Quatrièmement, au total, est-ce qu’on ne doit pas constater surtout l’inertie du système politique français? Nous sommes pourtant dans une crise économique majeure, le chômage est au plus haut, les sondages d’opinion montrent une insatisfaction massive de l’opinion envers les politiques, l’abstention persiste et signe, mais, finalement, pas grand chose de nouveau ne se passe. L’alternance régulière entre la droite républicaine et la gauche continue à s’effectuer, sans que le FN – qui occupe pourtant tant les médias  aux deux sens du terme – perturbe le jeu politique tant que cela. Il n’a même pas réussi à conquérir une présidence de département, et il n’a même pas réussi à bloquer par sa présence même le moindre conseil départemental. E la nave va.
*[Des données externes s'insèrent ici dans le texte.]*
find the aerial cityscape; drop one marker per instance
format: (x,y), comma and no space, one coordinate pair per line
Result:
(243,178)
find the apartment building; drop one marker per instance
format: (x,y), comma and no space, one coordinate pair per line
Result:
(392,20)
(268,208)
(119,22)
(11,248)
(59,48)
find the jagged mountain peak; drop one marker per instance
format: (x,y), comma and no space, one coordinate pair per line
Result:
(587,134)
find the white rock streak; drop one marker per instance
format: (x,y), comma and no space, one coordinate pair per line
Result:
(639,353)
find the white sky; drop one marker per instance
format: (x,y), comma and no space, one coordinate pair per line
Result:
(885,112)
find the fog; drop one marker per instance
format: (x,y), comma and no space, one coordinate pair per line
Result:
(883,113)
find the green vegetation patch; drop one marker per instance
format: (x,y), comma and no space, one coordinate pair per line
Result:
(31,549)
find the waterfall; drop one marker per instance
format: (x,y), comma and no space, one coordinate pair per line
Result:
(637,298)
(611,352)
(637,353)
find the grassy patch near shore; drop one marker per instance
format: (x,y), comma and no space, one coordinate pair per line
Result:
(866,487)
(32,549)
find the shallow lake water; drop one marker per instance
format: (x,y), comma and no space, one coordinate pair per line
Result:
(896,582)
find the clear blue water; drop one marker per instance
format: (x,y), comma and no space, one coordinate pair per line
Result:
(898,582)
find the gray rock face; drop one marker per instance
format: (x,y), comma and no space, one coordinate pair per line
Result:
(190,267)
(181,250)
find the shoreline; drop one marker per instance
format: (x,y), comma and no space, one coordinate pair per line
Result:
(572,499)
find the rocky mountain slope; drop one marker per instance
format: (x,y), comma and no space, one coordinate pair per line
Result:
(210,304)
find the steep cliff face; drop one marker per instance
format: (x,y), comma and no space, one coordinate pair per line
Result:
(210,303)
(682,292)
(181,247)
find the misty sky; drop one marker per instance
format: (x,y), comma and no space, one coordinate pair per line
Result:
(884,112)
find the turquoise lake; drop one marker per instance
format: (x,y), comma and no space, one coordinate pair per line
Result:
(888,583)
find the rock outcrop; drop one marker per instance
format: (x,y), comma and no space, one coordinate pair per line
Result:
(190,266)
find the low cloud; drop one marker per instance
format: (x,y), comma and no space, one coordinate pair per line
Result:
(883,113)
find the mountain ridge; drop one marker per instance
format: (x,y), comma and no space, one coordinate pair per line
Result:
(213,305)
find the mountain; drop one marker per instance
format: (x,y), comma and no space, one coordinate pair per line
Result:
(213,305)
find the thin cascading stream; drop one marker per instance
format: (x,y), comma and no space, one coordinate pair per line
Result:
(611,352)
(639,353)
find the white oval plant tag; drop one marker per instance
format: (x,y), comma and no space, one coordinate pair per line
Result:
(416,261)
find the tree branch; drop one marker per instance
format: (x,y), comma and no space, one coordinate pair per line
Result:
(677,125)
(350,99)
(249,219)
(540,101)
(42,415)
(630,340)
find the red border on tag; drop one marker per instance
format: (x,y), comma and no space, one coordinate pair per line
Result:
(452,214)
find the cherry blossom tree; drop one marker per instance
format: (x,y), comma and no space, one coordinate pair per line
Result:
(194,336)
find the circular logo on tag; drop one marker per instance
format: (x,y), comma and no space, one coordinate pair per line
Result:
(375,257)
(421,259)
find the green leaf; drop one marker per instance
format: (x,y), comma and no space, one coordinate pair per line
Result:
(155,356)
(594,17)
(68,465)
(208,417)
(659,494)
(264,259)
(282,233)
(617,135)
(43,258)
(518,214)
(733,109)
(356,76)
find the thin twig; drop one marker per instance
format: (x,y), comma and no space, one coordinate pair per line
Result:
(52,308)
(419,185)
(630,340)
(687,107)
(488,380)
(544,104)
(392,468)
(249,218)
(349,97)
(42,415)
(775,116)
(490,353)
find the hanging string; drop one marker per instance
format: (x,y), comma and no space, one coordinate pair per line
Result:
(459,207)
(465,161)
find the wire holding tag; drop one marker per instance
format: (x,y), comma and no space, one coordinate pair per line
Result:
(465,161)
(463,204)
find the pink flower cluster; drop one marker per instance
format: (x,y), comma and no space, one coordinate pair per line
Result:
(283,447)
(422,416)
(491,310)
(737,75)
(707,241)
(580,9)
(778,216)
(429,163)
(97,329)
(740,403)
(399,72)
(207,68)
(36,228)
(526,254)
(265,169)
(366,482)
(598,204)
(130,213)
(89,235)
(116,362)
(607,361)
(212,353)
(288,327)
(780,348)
Par ailleurs, aucune autre force politique alternative que le FN n’émerge au niveau national, en particulier à gauche, comme le note plus généralement le collègue Fabien Escalona, spécialiste des gauches européennes, sur Slate.  On reste toujours dans cette atonie de la gauche de gauche observable en France par comparaison depuis 2010 au moins – en dehors du feu de paille Mélenchon aux présidentielles de 2012. En effet, je veux bien que la situation grenobloise soit un signal important avec la victoire dans deux cantons de binômes du « Rassemblement citoyen » soutenant l’actuel maire de Grenoble, mais cet événement ancré déjà dans une longue histoire de la ville des Alpes  ne correspond pas à un bouleversement des rapports de force nationaux au sein de la gauche. Ce phénomène général d’inertie s’est trouvé sans doute renforcé par la caractéristique même de ces élections départementales. En effet, malgré leur nationalisation due à leur organisation en une seule fois sur la France entière, ces départementales restent destinées à désigner des élus locaux, dont les compétences (un peu floues en plus ces temps-ci…) ne sont susceptibles de mobiliser sur le fond des politiques publiques concernées qu’une part limitée des électeurs. La part de notabilité locale dans chaque élection n’est sans doute pas non plus à négliger – contrairement d’ailleurs à ce qu’avait pu faire penser le redécoupage des cantons et l’introduction des binômes paritaires. Surtout, dans ce résultat finalement si banal (en particulier si l’on observe « qui gagne à la fin »),  j’ai du mal à ne pas voir  le rôle central du mode de scrutin majoritaire à deux tours. En effet, ce scrutin oblige un parti nouveau qui veut avoir des élus, soit à attendre d’être à soi seul  majoritaire – ce qui n’a jamais pris qu’une bonne quarantaine d’années à un FN fondé tout de même en 1972… et encore le compte n’y est pas encore -, soit à s’allier avec plus centriste que soi, et donc à risquer de ne pas apparaître « nouveau » très longtemps aux yeux des électeurs. Pour prendre un exemple (facile, trop facile), avec ce que synthétise un personnage comme le sénateur Jean-Vincent Placé,  un parti comme EELV réussit à sembler aussi vieillot que le radicalisme de gauche, de droite ou du centre réunis, sans même en avoir l’histoire sénescente pour excuse.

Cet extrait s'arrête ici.